The arguable/unarguable distinction shows up as the test inside several core tools:

  • sew — the S of SEW (sensation) is the unarguable entry point. The whole practice rests on the body being the trustworthy source.
  • projection-work“If I can argue with it, it’s a projection — even if it’s true.” The discipline is the projection-detector.
  • withhold-withdraw-project — the P (projection) is arguable by definition. Tracking back to the withhold means finding the unarguable feeling underneath the story.
  • karpman-triangle — every position on the triangle is sustained by arguable statements. Moving off the triangle starts with noticing one.
  • four-pillars-of-integrity — Pillar 2 (integrity with speaking) is specifically the discipline of speaking unarguably.

Why this matters

  • Beneath all stuckness is an arguable statement. The fastest way to unstick is to find it and translate it.
  • “The mind does not wish the best for you.” (Gail Kali, quoted in the curriculum.) The arguable/unarguable test is the practitioner’s protection from their own mind’s stories.
  • “The body is completely trustworthy (though it has no sense of time).” The unarguable is where the practitioner can actually stand.
  • Unarguable drops out blame. Others do not have to immediately defend an unarguable statement — they can listen. This is what makes the practice transferable peer-to-peer without anyone teaching anyone (see principle-6 — the form does the work).

Common misreads

  • “Speaking truth” in the colloquial sense often means speaking what one is convinced of — which the test would call arguable.

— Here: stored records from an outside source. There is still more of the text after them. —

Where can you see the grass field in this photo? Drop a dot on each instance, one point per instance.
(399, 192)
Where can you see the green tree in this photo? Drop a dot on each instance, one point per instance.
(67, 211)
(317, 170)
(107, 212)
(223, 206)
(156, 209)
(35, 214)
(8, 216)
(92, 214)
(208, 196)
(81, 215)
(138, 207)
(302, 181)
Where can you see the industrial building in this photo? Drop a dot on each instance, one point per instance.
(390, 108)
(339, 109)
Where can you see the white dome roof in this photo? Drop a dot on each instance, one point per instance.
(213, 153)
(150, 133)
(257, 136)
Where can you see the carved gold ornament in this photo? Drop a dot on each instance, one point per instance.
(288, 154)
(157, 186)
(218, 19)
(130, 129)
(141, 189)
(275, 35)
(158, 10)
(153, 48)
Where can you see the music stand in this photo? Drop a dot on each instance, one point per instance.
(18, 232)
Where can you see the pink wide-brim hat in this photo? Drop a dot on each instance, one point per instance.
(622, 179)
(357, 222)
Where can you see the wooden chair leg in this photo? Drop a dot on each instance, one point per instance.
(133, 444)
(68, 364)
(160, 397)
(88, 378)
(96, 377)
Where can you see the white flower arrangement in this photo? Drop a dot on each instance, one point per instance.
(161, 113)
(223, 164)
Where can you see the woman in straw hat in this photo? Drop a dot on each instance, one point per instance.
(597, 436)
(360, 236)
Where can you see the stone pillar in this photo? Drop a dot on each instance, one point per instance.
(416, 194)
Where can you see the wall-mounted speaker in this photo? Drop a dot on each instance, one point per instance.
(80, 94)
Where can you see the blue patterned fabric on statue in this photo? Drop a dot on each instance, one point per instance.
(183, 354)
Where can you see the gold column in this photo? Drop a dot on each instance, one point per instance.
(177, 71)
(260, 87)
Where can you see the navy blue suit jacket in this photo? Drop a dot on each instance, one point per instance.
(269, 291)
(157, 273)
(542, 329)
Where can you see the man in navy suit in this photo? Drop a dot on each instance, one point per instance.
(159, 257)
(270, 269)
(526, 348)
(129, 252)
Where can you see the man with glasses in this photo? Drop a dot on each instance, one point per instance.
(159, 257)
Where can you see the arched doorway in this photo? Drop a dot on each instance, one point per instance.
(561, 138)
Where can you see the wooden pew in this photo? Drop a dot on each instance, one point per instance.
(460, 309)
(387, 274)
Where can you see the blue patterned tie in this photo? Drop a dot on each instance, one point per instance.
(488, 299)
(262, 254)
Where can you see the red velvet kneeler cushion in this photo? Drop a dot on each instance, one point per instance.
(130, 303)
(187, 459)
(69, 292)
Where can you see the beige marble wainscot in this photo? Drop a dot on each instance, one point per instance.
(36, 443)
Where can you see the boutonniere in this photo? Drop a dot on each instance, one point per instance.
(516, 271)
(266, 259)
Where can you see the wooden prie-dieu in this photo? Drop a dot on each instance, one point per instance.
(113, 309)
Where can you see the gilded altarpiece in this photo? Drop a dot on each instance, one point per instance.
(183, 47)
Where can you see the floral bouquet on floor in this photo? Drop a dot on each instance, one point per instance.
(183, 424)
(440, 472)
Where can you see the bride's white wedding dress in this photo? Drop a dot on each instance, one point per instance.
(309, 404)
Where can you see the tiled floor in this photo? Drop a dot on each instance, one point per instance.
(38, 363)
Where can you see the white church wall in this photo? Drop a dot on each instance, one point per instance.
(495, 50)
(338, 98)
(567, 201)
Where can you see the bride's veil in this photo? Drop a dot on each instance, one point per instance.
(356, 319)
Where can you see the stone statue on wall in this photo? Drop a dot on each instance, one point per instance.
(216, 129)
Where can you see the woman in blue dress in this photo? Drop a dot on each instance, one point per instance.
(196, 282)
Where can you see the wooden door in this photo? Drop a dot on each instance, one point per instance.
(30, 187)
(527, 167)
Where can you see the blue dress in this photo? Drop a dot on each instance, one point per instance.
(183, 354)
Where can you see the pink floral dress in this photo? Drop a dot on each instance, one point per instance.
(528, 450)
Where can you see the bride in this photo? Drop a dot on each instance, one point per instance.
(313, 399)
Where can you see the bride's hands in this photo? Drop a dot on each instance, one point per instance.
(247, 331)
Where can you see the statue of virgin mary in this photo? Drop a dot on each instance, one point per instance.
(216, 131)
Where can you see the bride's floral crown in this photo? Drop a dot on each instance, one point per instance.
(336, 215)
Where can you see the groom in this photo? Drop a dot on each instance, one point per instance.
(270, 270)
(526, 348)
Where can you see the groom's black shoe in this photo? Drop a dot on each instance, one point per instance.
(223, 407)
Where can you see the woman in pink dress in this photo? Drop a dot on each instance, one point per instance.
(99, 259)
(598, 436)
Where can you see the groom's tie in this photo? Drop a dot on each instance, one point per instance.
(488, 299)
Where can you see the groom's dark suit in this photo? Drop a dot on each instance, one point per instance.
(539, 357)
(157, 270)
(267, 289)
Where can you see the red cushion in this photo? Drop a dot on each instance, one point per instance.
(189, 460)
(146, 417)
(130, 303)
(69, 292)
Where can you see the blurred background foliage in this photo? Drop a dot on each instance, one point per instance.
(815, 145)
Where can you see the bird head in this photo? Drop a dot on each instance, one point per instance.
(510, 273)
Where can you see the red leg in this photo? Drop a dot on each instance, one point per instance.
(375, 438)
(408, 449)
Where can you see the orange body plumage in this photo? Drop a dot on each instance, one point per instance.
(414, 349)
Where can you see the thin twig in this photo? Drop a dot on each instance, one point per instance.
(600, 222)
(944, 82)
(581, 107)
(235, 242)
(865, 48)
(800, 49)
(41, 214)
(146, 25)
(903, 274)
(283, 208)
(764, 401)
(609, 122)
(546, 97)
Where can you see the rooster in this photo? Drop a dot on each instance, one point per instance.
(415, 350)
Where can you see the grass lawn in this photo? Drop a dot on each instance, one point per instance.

The discipline asks for something stricter: speak what the body knows.
  • “It’s true so it’s not a projection.” The test is not truth. A true judgment is still a projection if it’s mind-generated and arguable. The practice releases it not because it’s wrong but because it isn’t what’s most alive in the body right now.
  • Confusing unarguable with passive. Unarguable speech is direct and often more confronting than judgment. “I am furious right now” is unarguable. It is not soft.

Facets served

  • principle-2 — translating the body’s wisdom. The unarguable is what the body translates into.
  • principle-3 — the practice as presencing via SEW. SEW is the practical engine that produces unarguable speech.
  • principle-5 — share experience, not advice. Experience is unarguable; advice is arguable.

Source and attribution

Primary source: raw/2025 ILC Version AT Master Curriculum.docx.md, Week 2 (introduced under SE-) and reinforced across Weeks 6, 7, 8, 11.

Quoted in the curriculum: Gail Kali (“The mind does not wish the best for you.”); a Hendricks-tradition framing of “would you rather be right or be happy?”

Status notes

canonical — new page 2026-05-24, drawn from the ILC master curriculum. The discipline appears so often across the curriculum’s core tools that it deserved its own page rather than living scattered inside each one.